A 55 year old woman went in for a routine ERCP to determine the cause of her stomach problems.  During the procedure, the gastroenterologist perforated the duodenum.  The question as to whether the perforation was a retroperitoneal contained perforation or a free perforation became a major issue.  An x-ray following the procedure suggested air in the peritoneum.  The gastroenterologist chose to treat the patient conservatively overnight.  During the night, the patient suffered increasing pain and vomited coffee ground emisis.  The nurses did not notify the doctor, but rather kept administering doses of dilaudid.  By morning, the patient arrested.  She was taken to emergency surgery.  When opened up, her insides were filled with gangrene.  After many additional surgeries, the patient expired from the necrosis and infection.  The Standard of Care question centered on the choice to medically manage the patient  instead of an immediate surgical repair of the known perforation.  Case settled for approximately $800,000. (Louisiana Cap of $500,000)

Woman Paralyzed By Spinal Hematoma From Administration of Lovenox Following Back Surgery

A 56 year old woman sustained permanent below the waist paralysis as a result of a delay in diagnosing a spinal hematoma following a routine back surgery.  Prior to the surgery, the woman had been on a therapeutic dose of the drug Lovenox for her congestive heart failure.  Although the treating Neurosurgeon stopped the meds just before surgery, he gave an order to “resume pre op meds” following the surgery.  Thus, her Lovenox was resumed in therapeutic doses a day after surgery.  She immediately developed signs of extremity weakness, but the physician delayed more than 12 hours before ordering a CT scan which diagnosed the hematoma.  By then the damage was permanent.  She is wheel chair bound for the remainder of her life.

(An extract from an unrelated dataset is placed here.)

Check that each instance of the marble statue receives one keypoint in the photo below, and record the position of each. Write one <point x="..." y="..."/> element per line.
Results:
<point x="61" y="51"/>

Case Settled for $1.2 million (Louisiana Cap of $500,000)

35 year old female dies from untreated sepsis

A mother of two with stomach ulcers was admitted to the hospital for a major procedure, performed solo by a general surgeon, to re-route the patient’s stomach in order to “cure” her ulcers.  Almost immediately after the surgery she began showing signs and symptoms of infection, though her doctor described her as “convalescing”.  Her condition progressed to full-blown sepsis, which was undiagnosed and untreated.  She died in the early morning hours, in the hospital, and the physician refused to come to her side.  Case was tried and settled with a huge verdict reduced to the Louisiana cap of $500,000 plus interest and damages.

Paraplegia from anesthesia during MRI

A woman in her mid-twenties with a recurring cervical abscess went untreated and undiagnosed after having entered a major emergency room.  More than 24 hours passed between the time she entered the facility until she was seen and examined by a neurosurgeon.  In the interim, she could not be sedated for an MRI because of her pain.  Without her consent, the patient was placed under general anesthesia and the test was completed.  At shift change, the patient was discovered in the machine, and she remains a thoracic quad today.  She received the defendant’s full $500,000 plus all future medical costs and expenses.

Wrong-Site neck surgery

A man in his mid-thirties by all physician accounts needed neck surgery.  At the time of the operation, his surgeon, using fluoroscopy, mis-identified the targeted cervical level and fused an incorrect vertebrae.  The error was brought to the surgeon’s attention by a radiologist after the patient was already in the recovery room, and the patient required a second fusion.  The second surgery was more complicated and will likely result in work impairment, an increased disability rating, and early arthritic changes.  Settled for $200,000.

Lack of Monitoring From Operating Room to Intensive Care Unit Leaves Patient in Vegetative State

Patient was transported from the Operating Room, a monitored unit in the hospital to the Intensive Care Unit, also a monitored unit in the hospital  without being placed on a monitor during her transportation.  The transporting physician and nurse did not notice that the patient stopped breathing for more than 28 minutes.  The patient was left in a permanent vegetative state and incurred more than $2,000,000 in medical expenses before she prematurely expired.